Purpose : Uncovering the key molecular processes in specific cell types is crucial to treat neurodegeneration in glaucoma. This study aimed to analyze cell type-specific proteomic datasets to determine alterations in the bioenergetic profile of retina and optic nerve head astroglia during neurodegeneration in glaucoma.

Methods : We modeled glaucoma by IOP elevation induced by anterior chamber microbead/viscoelastic injections in mice. Besides the analysis of neuron survival/function, protein samples obtained from retina and optic nerve head astroglia (after enrichment by immunomagnetic cell selection) were analyzed by isotope labeling-based quantitative LC-MS/MS at 12 weeks of ocular hypertension. Proteomic data for selected proteins were validated in mouse eyes and human donor eyes (with or without glaucoma) by immunoblotting and immunohistochemistry.

Results : High throughput datasets from analysis of astroglial protein samples (with false discovery rate of <1%) indicated various molecules presenting an over two-fold change (p<0.05) with ocular hypertension. Parallel to prominent inflammatory activity, knowledge-based analysis of proteomic datasets by IPA indicated reduced mitochondrial activity and down-regulation of mitochondrial oxidative phosphorylation in ocular hypertensive samples. Instead, astroglial proteome in ocular hypertensive samples displayed enhanced glycolytic metabolism as characterized by increased expression of proteins involved in glucose uptake (GLUT1) and increased expression of enzymes catalyzing the rate-limiting steps of glycolysis (hexokinase, phosphofructokinase, pyruvate kinase). An enzyme critical for glycogen breakdown (glycogen phosphorylase) was also increased in expression by more than two-fold. Despite overexpression of glycolysis proteins, however, molecules linked to monocarboxylate export (MCT1, MCT4) exhibited decreased or unchanged expression in ocular hypertensive samples of astroglia.

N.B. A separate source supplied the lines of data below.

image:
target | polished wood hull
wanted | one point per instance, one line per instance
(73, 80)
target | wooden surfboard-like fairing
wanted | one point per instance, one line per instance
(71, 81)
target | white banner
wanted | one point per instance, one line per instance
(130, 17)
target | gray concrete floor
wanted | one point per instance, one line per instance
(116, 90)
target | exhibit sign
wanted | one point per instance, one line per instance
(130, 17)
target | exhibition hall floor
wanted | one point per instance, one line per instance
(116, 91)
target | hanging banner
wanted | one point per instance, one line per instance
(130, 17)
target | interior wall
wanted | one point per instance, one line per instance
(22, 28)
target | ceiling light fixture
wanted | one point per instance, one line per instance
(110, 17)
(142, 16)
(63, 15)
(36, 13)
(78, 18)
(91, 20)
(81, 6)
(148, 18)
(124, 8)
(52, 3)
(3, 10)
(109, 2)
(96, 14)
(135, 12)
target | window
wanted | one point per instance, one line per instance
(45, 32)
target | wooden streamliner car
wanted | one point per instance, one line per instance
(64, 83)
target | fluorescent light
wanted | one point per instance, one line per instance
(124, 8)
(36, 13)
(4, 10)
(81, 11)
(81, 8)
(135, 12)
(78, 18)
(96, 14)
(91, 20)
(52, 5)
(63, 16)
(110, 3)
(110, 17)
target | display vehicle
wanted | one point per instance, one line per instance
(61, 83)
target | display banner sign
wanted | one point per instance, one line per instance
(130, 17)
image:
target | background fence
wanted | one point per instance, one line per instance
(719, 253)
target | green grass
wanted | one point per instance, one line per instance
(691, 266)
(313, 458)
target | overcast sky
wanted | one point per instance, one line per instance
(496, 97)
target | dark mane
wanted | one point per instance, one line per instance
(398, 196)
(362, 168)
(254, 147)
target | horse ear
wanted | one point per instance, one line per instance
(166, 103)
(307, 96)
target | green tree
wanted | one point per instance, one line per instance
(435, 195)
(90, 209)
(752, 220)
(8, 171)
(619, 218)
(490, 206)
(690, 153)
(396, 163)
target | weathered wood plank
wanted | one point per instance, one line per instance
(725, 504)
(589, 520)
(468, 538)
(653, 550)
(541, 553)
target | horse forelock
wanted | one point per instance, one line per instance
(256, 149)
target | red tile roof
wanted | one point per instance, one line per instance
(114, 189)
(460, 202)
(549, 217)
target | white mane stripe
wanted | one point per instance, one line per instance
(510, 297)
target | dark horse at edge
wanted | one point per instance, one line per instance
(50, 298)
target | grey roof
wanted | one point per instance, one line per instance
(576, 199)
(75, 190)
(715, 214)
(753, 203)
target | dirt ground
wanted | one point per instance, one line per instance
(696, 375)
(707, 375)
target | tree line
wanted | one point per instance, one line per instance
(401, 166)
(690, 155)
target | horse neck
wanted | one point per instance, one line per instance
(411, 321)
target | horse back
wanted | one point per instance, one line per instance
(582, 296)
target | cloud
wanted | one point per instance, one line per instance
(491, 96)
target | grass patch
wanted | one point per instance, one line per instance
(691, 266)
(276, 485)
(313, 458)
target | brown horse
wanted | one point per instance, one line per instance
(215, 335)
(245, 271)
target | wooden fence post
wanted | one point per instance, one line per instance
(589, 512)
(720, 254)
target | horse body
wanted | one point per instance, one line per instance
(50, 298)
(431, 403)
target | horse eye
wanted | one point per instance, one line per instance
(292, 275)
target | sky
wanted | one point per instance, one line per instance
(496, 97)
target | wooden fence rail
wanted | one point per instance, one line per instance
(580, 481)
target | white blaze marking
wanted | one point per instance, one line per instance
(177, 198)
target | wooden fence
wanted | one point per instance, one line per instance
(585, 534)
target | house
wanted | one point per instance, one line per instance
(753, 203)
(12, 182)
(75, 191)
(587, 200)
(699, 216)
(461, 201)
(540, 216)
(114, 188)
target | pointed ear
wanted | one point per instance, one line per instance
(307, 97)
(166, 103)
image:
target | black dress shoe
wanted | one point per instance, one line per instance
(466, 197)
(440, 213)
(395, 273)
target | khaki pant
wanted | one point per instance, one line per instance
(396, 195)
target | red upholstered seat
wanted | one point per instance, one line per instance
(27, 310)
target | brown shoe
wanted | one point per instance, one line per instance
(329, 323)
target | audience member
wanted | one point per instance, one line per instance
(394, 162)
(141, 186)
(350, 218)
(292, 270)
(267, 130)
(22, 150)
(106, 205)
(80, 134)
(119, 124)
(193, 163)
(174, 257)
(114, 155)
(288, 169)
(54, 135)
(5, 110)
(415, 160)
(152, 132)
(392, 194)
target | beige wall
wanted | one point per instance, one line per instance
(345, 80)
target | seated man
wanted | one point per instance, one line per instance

Conclusions : Findings of this study suggest a shift in the metabolic profile of glaucomatous astroglia towards increased glycolysis. This shift may be due to increase in their own energy needs under glaucoma-related cellular stress and inflammatory activity (and/or insufficient nutrient supply) and may lead to decreased metabolic support to neurons. These findings stimulate additional studies to further explore pathogenic and therapeutic implications of metabolic vulnerability in glaucoma.

This abstract was presented at the 2019 ARVO Annual Meeting, held in Vancouver, Canada, April 28 - May 2, 2019.